A total of 12 senior-decision makers – 10 middle-grade doctors and two consultants - are required for Chorley A&E to re-open. It is not known if any of the five posts which remained vacant at the start of the month have been filled or if all will have to be covered by locums, but the Local Democtracy Reportign Service understands that recruitment efforts have been continuing in recent weeks.
The concerned consultants added in their letter that infection control policies and the numbers of staff unable to work with Covid patients for health reasons had restricted the ability to “flex staffing to cover sickness and mandatory isolation periods”
They continue: “To expect the same limited senior team to expand to cover a further two clinical areas at Chorley as winter influenza season starts is misguided and dangerous.
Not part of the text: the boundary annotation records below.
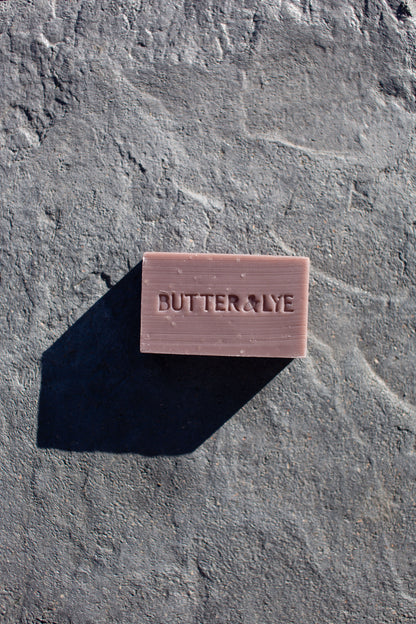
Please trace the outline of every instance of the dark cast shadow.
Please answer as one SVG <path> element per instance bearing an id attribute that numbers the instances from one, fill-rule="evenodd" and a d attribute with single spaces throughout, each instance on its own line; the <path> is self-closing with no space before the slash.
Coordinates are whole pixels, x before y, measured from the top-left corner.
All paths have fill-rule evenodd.
<path id="1" fill-rule="evenodd" d="M 139 352 L 141 263 L 42 357 L 37 443 L 190 453 L 291 361 Z"/>

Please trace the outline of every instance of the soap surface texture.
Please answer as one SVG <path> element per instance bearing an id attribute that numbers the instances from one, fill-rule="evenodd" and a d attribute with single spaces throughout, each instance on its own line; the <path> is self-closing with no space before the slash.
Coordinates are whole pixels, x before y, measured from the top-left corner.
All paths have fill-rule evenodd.
<path id="1" fill-rule="evenodd" d="M 309 259 L 148 252 L 143 353 L 303 357 Z"/>

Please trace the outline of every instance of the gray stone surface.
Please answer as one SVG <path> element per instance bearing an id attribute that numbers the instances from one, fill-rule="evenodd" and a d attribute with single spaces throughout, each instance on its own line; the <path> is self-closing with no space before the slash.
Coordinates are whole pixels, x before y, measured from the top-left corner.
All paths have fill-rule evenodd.
<path id="1" fill-rule="evenodd" d="M 1 622 L 416 622 L 416 3 L 0 31 Z M 140 356 L 146 250 L 309 255 L 308 357 Z"/>

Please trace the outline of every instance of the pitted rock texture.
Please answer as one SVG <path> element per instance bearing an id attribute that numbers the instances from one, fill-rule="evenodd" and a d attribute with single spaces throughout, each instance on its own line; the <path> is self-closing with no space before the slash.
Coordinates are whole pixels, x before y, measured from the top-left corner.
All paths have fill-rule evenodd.
<path id="1" fill-rule="evenodd" d="M 416 2 L 0 2 L 0 619 L 416 621 Z M 305 360 L 138 352 L 143 252 L 311 258 Z"/>

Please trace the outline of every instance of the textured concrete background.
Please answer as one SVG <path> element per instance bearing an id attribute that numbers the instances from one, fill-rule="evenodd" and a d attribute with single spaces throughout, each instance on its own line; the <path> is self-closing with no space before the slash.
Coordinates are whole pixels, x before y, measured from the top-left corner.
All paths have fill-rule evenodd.
<path id="1" fill-rule="evenodd" d="M 0 32 L 1 622 L 416 622 L 416 3 Z M 140 356 L 146 250 L 310 256 L 308 357 Z"/>

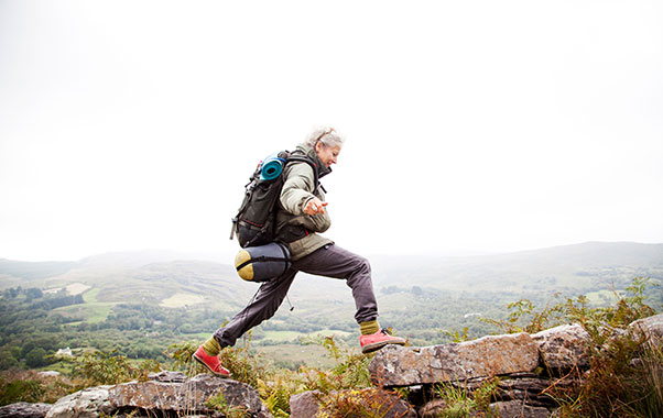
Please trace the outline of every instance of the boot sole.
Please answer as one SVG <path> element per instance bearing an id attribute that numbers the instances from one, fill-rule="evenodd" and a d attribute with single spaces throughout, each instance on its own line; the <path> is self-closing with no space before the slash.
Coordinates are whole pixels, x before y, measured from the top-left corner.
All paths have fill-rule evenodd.
<path id="1" fill-rule="evenodd" d="M 202 359 L 198 359 L 198 356 L 196 354 L 193 354 L 192 358 L 197 361 L 198 363 L 203 364 L 205 366 L 205 369 L 207 369 L 209 372 L 211 372 L 211 374 L 214 374 L 217 377 L 221 377 L 221 378 L 228 378 L 230 377 L 230 374 L 222 374 L 222 373 L 217 373 L 215 371 L 211 370 L 211 367 L 209 367 L 207 365 L 207 363 L 205 363 Z"/>
<path id="2" fill-rule="evenodd" d="M 372 353 L 373 351 L 378 351 L 384 345 L 396 344 L 396 345 L 405 345 L 405 341 L 380 341 L 373 342 L 372 344 L 367 344 L 361 348 L 361 352 L 363 354 Z"/>

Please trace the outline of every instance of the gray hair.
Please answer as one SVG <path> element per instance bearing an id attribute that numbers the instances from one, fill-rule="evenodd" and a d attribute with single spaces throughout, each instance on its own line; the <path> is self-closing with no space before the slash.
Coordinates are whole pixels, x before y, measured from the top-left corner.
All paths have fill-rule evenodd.
<path id="1" fill-rule="evenodd" d="M 324 146 L 343 146 L 345 140 L 334 128 L 316 129 L 306 138 L 306 145 L 312 148 L 322 142 Z"/>

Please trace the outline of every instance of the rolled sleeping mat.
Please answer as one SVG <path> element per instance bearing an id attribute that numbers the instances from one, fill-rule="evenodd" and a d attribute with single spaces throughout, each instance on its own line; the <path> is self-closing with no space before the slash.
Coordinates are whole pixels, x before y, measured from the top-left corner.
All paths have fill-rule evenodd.
<path id="1" fill-rule="evenodd" d="M 290 266 L 290 251 L 278 242 L 246 248 L 235 257 L 237 274 L 247 282 L 269 282 L 281 276 Z"/>
<path id="2" fill-rule="evenodd" d="M 283 164 L 285 164 L 285 160 L 279 158 L 279 154 L 269 155 L 260 167 L 260 179 L 273 180 L 279 177 L 283 172 Z"/>

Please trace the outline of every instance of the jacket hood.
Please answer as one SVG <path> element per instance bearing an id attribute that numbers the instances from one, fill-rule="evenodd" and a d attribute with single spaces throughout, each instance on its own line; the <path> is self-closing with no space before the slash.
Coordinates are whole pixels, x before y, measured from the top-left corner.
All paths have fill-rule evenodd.
<path id="1" fill-rule="evenodd" d="M 308 146 L 308 144 L 306 143 L 301 143 L 300 145 L 297 145 L 297 150 L 302 151 L 304 154 L 306 154 L 307 157 L 313 160 L 315 166 L 317 167 L 318 178 L 322 178 L 327 174 L 332 173 L 332 167 L 327 167 L 325 163 L 323 163 L 323 161 L 320 160 L 320 157 L 317 156 L 317 153 L 312 146 Z"/>

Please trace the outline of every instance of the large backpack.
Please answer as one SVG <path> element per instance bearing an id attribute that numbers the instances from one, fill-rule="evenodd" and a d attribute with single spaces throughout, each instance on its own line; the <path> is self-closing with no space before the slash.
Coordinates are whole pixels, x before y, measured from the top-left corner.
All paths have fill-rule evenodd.
<path id="1" fill-rule="evenodd" d="M 281 173 L 293 162 L 311 165 L 314 185 L 318 187 L 317 167 L 302 151 L 281 151 L 260 162 L 250 182 L 244 186 L 244 198 L 237 216 L 232 218 L 230 239 L 237 235 L 242 249 L 269 244 L 276 240 L 276 202 L 284 184 Z"/>

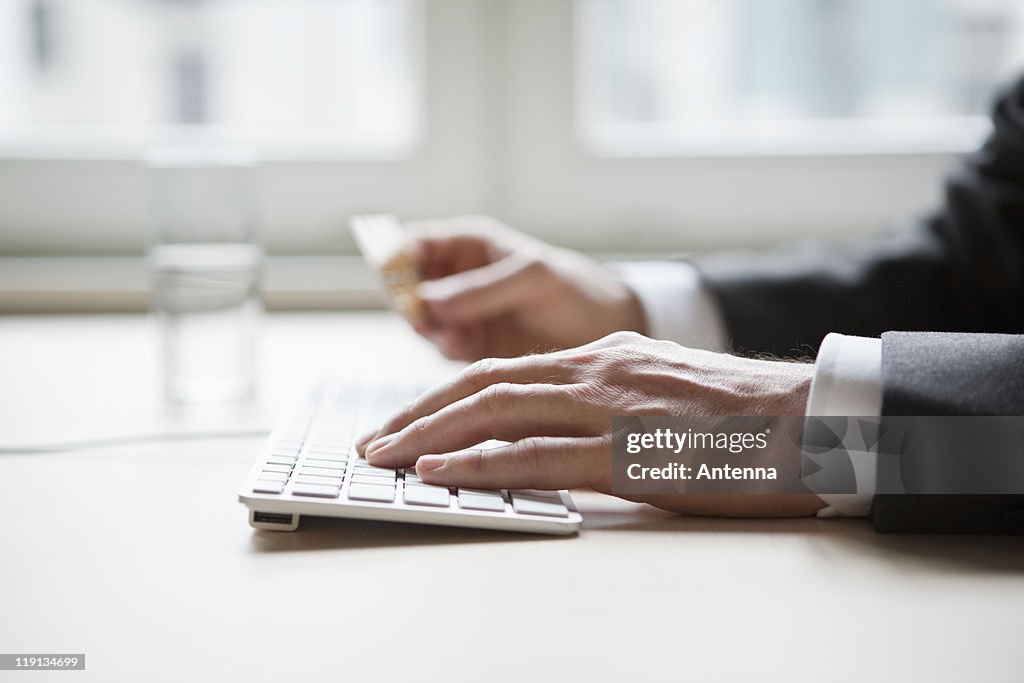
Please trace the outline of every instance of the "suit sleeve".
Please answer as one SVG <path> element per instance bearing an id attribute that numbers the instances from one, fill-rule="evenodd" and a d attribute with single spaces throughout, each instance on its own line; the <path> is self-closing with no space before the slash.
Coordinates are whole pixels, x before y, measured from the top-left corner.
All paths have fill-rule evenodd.
<path id="1" fill-rule="evenodd" d="M 733 350 L 808 355 L 829 332 L 1024 332 L 1024 79 L 920 223 L 851 248 L 696 261 Z"/>
<path id="2" fill-rule="evenodd" d="M 1024 416 L 1024 335 L 890 332 L 882 336 L 882 415 Z M 916 418 L 916 427 L 947 429 Z M 942 457 L 924 454 L 925 481 L 944 472 L 1000 472 L 1004 494 L 884 494 L 870 511 L 886 532 L 1024 533 L 1024 430 L 995 423 L 1000 438 L 969 439 Z M 989 434 L 990 436 L 990 434 Z M 942 443 L 942 434 L 927 436 Z M 1019 460 L 1018 460 L 1019 459 Z M 1006 463 L 1012 463 L 1007 468 Z M 956 470 L 951 465 L 958 466 Z M 1007 481 L 1009 476 L 1013 481 Z"/>

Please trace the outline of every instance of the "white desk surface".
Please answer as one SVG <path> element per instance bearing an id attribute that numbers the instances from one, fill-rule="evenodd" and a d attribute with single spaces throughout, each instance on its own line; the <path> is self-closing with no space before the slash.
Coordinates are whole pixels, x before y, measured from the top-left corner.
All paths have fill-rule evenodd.
<path id="1" fill-rule="evenodd" d="M 322 372 L 451 370 L 385 314 L 265 323 L 261 399 L 182 412 L 146 317 L 0 317 L 0 445 L 269 426 Z M 0 652 L 87 657 L 0 681 L 1024 680 L 1021 539 L 585 492 L 579 538 L 255 532 L 234 493 L 259 444 L 0 456 Z"/>

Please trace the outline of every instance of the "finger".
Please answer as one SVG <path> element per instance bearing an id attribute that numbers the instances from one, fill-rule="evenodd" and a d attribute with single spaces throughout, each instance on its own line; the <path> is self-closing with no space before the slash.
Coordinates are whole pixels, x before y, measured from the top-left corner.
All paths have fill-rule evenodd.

“We recognise the decision is a fait accompli and we therefore have no option but to re-rota our already stretched consultant workforce and attempt to mitigate the lack of safety at Chorley as much as is in our control.”
A spokesperson for LTH said: “In September, our board took a decision that we were not in a position to sufficiently mitigate the risks associated with re-opening of Chorley emergency department (ED) on a 12-hour basis. This was mainly due to the lack of senior decision makers to safely run a second Covid-secure ED.
“However, following a further and thorough clinically-led assurance process involving regulators, board subsequently took the decision that we are in a position to mitigate the risks of offering a reduced hours adult-only ED service from 2nd November.
“The circumstances our teams are working in are unprecedented, and we take very seriously the concerns these consultants have about taking on this extra workload given the rapidly rising numbers of Covid cases.
“However, we need to balance these concerns with our responsibility to offer an accessible service to local people, wherever possible.
“We will continue to engage with our clinical teams about their concerns. The situation will be reviewed on a very regular basis both at trust and a system level. Unless further risks are identified, the ED will re-open as planned on Monday.”
Sir Lindsay Hoyle said he was pleased that the unit was reopening and added: “NHS England have said it’s safe to reopen - it’s not me who takes this decision.”
South Ribble MP Katherine Fletcher said she attended a recent meeting with NHS England about the plans.
“I am not clinically qualified, but as a lay observer, I am surprised they would recommend action if it wasn’t compatible with good clinical practice.”
Ribble Valley MP Nigel Evans said the repoening was “long overdue”.
“What’s unsafe is people having to travel way out of their way unnecessarily in order to access the A&E [service] they have been used to getting until it was summarily closed. Delay isn’t just inconvenient – we are talking about emergencies,” Mr. Evans added.
A £970,000 overhaul of the layout of the department has been carried out to create ‘red and green zones’ for Covid and non-Covid patients.
As the Local Democracy Reporting Service revealed last month, NHS England ordered that the unit must reopen before a long-delayed consultation into its long-term future – and possible closure – could begin.
Commenting on the consultants’ letter Denis Gizzi, chief officer at Central Lancashire’s clinical commission groups (CCGs), said:
“We are aware of the concerns raised…and are confident that the trust will now urgently liaise with the consultants to understand the clinical safety concerns that they have raised.
“We are also in regular dialogue with the trust so that we can continue to be assured that the risks associated with re-opening the Chorley ED service on 2nd November can be effectively managed.”